Tuesday, October 29, 2024

Script Encoding and Cultural Identity: Navigating Digital Exclusion

By Maroua Bezzaoui, SILICON Intern

During the summer of 2024, Unicode’s internship program included interns from Stanford University, Northeastern University, and Google’s Summer of Code. Several of the interns have shared their experiences. The second featured piece is from Maroua Bezzaoui at Stanford University.


At 14, I was already fluent in three languages, arguably four. While it could have been something to be proud of, it was incredibly humbling to find out that none of them had any significant value in the digital world. As an ambitious high schooler living in Africa, eager to be part of the digital landscape and contribute to it, I found myself disappointingly still excluded from it, facing yet another barrier added to the many my identities already posed.

We often hear that “programming is empowerment”, but how can a non-English speaker be empowered, then, when Python, C, Java, etc. are all in English? Eventually, I did find a way to learn English, but only then could I explore coding, and pursue my education and career in Computer Science. There is no denying the ongoing exclusivity of technology; coding aside, a lot of languages are still underrepresented digitally even for something as simple as the date on a smartphone or texting a friend. This underrepresentation does little to help preserve these languages, many of which belong to indigenous communities.

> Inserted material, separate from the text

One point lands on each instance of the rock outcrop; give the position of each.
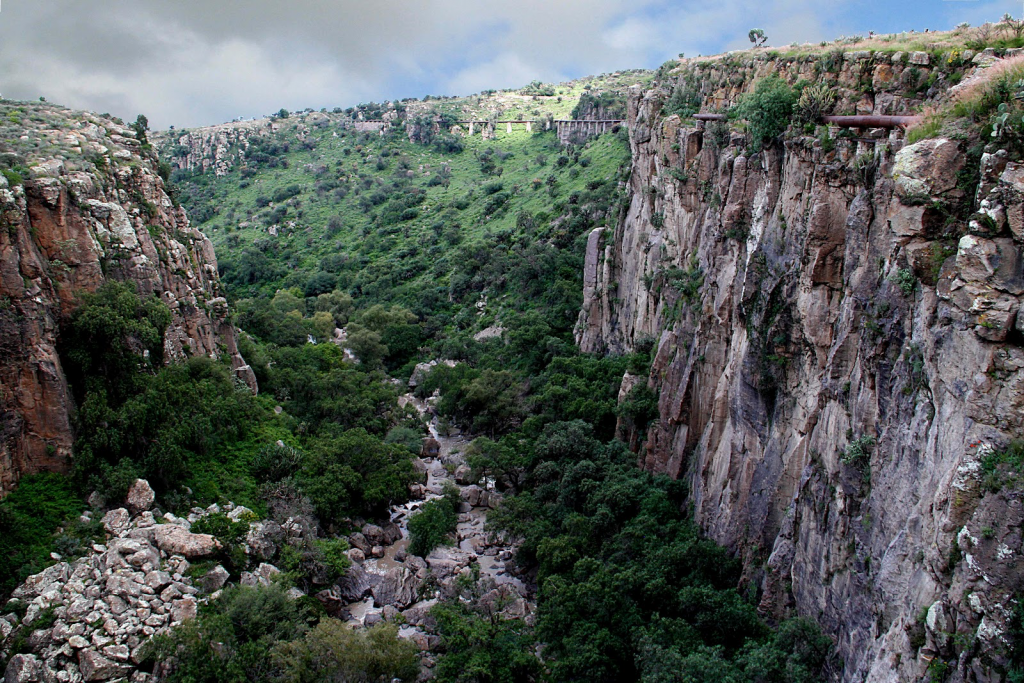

The preservation and recognition of minority languages depend heavily on their inclusion in digital platforms. One crucial aspect of this process is script encoding, which ensures that languages can be represented accurately in digital formats. However, the path to script encoding is fraught with technical, cultural, and political challenges, particularly in multilingual contexts. In my work on the Unicode-Begin project, I got to hear many stories of the encoding of digitally disadvantaged languages. This post delves into these challenges through the lens of the Sunuwar script in Nepal, drawing on insights from experts and practitioners involved in the process.

The Sunuwar Alphabet

Script encoding is not merely a technical task; it is a cultural and political endeavor that carries significant implications for the communities involved. In Nepal, where 16 different scripts are used, the inclusion of these scripts in digital formats is essential for preserving linguistic diversity. The Sunuwar script, one of these scripts, was included in the The Unicode® Standard, Version 16.0 this year. This milestone represents a significant achievement for the Sunuwar-speaking community, who have long sought to have their language digitally recognized.

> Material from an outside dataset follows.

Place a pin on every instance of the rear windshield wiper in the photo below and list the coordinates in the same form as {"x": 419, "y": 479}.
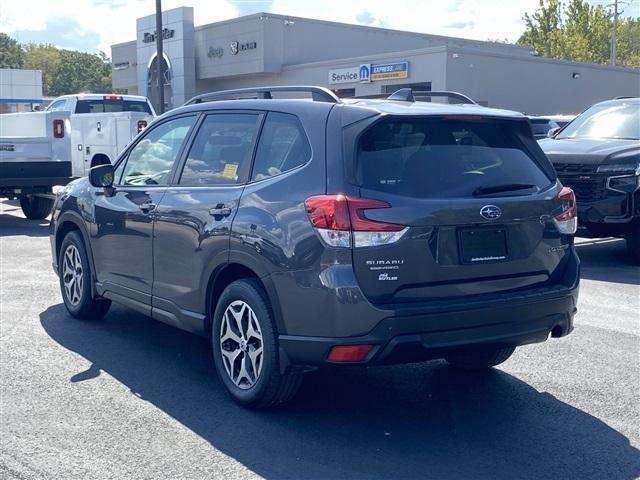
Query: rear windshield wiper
{"x": 507, "y": 187}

However, the journey to this point has been anything but straightforward. As Dev Kumar Sunuwar, a journalist and law practitioner from the Koits-Sunuwar Indigenous Peoples, explains, the process of encoding the Sunuwar script has required extensive technical effort, particularly in the creation of fonts and keyboards that can accommodate the script. Issues with translation and “the need for technical support” have been persistent challenges, highlighting the need for a comprehensive approach that goes beyond mere encoding.


One of the primary challenges in script encoding is ensuring that the digital tools developed for these scripts are both accurate and culturally appropriate. Dev’s experience underscores the importance of this, as the Sunuwar script requires specialized fonts and keyboards to be used effectively. Without these tools, the script’s digital presence remains limited, hindering its use in both personal and professional contexts.



Moreover, the cultural sensitivity required in script encoding cannot be overstated. The inclusion of a script in Unicode or any other digital standard can have significant political implications, particularly in multilingual societies where language is often tied to identity and power. This also applies to the Amazigh community: While it only has the standard Tifinagh script (and the Ancient Berber script it derived from, which is yet to be included in Unicode) we find different Amazigh dialects: Tashelhit, Tamazight, Tarifit, Kabyle. Some of them might have words they write using Arabic abjad, and I recently learned there are also some Berber texts in the Hebrew abjad written by Berber Jews. 

In the case of the Sunuwar script, there are concerns about how its digital recognition might affect the broader linguistic landscape in Nepal. “Political sensitivity in adding characters can occur,” Dr. Debbie Anderson notes, adding that Unicode and ISO must navigate these sensitivities carefully to avoid exacerbating tensions within and between communities.


Case Study: The Sunuwar Script


The story of the Sunuwar script offers a compelling case study of the complexities of script encoding. Drafted by Dev Sunuwar and his team in 2011, the script represents a crucial aspect of the Koits-Sunuwar people’s cultural heritage. As the script’s inclusion in Unicode has occurred, it is essential to reflect on the challenges that have been overcome and the work that remains to be done.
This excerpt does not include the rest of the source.